New Delhi, July 22: The Centre is simplifying adoption guidelines with a stress on reducing delays for prospective parents and treating NRI couples on a par with others, minister Maneka Gandhi told Parliament today.
“Adoption guidelines are being simplified to minimise delays in the process,” the women and child development minister told the Lok Sabha in a written reply.
Among the key changes planned is one to link orphan/abandoned/surrendered children in all childcare institutions to the adoption system. The aim is to increase the availability of children for prospective parents.
The Centre also plans to end the system under which non-resident Indians lose out on a child available for adoption if another couple based in India applies.
The other revisions planned aim to slice red tape. “Reducing the time frame for completion of the home study report from two months to a month and simplification of the procedures for inter-country family/relative adoptions are some of the changes being contemplated,” Maneka said.
The “home study report” is prepared by a social worker who assesses conditions at the home of a prospective parent. “The report has to be submitted within two months of the application. We plan to cut that to a month,” said a ministry official.
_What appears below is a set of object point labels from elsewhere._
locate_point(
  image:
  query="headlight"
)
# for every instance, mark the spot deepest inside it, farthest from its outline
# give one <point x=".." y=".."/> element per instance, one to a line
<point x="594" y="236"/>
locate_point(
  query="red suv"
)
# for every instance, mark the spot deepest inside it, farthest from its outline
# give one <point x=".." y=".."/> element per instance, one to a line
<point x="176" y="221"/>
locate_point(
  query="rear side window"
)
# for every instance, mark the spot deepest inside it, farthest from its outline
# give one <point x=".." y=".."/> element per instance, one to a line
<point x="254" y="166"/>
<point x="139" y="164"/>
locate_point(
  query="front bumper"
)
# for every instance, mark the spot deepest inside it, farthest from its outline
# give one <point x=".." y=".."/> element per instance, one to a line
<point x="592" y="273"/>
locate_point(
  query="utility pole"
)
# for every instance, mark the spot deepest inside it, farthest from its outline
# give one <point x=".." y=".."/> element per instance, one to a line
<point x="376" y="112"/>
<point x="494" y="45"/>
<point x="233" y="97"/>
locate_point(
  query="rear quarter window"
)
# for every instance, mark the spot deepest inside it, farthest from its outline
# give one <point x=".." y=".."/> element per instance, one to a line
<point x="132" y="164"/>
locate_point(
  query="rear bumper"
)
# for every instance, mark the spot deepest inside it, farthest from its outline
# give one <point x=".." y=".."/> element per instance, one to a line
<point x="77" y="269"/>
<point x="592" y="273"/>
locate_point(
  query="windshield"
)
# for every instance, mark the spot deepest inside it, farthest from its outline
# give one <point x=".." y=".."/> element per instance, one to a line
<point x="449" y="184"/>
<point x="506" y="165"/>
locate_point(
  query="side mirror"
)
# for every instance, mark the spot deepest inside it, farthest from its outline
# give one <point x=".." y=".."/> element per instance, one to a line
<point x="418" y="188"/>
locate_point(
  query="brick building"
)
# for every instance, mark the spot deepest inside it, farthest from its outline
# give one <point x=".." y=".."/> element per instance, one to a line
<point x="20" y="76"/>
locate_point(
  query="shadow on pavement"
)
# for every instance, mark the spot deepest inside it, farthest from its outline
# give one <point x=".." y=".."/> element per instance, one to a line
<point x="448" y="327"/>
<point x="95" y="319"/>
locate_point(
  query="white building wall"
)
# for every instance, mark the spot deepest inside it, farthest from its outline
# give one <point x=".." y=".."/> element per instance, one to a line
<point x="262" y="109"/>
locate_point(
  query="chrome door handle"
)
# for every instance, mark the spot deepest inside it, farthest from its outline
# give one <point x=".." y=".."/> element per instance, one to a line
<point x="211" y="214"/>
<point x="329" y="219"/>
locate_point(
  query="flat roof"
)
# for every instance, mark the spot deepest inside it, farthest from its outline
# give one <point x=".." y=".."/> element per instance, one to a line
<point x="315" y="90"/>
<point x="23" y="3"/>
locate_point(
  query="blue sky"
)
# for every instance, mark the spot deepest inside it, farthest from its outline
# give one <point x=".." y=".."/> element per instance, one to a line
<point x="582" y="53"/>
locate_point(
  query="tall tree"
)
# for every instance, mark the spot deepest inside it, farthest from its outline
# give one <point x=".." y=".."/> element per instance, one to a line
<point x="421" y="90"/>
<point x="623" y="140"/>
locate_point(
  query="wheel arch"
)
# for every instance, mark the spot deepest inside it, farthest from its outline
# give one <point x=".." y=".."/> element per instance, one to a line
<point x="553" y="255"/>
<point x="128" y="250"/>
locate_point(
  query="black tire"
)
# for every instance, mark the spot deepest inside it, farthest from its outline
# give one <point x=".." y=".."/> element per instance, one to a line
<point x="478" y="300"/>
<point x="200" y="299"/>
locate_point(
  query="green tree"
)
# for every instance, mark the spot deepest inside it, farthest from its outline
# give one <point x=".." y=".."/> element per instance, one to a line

Maneka, whose ministry is working towards fine-tuning the Juvenile Justice (JJ) Act with emphasis on adoption, has already written to adoption agencies in states, child welfare committee heads and judges not to delay the process. The minister’s intervention seems to have helped: of some 2,800 applications held up, 700 have been cleared after the letters were sent a month ago.
The revised guidelines, which sources said would be formally notified after the new JJ Act is passed by Parliament, will fix the waiting period for adoption at four months. It now stretches to a year.
Although Maneka’s reply did not offer more details, sources in her ministry said the new guidelines would also include directions to all agencies to get a “surrendered” child — one voluntarily given up by parents — available for adoption within a month. This period is two months now.
For abandoned children less than two years old, state child welfare committees have to declare them available for adoption within two months.
The ministry also intends to link the Central Adoption Research Agency (Cara) to all 400 adoption agencies in the country, seeking to fulfil a pledge made, but not kept, by the UPA government.
Cara, the Centre’s nodal agency for adoption, is linked to only 70 of the agencies at present.
The agencies will be linked among themselves too and with all childcare institutions. The measures seek to ensure the children find parents as quickly as possible.
Sources indicated that the guidelines would include a section on inter-country family adoptions enabling family members living abroad to easily adopt children of relatives in India.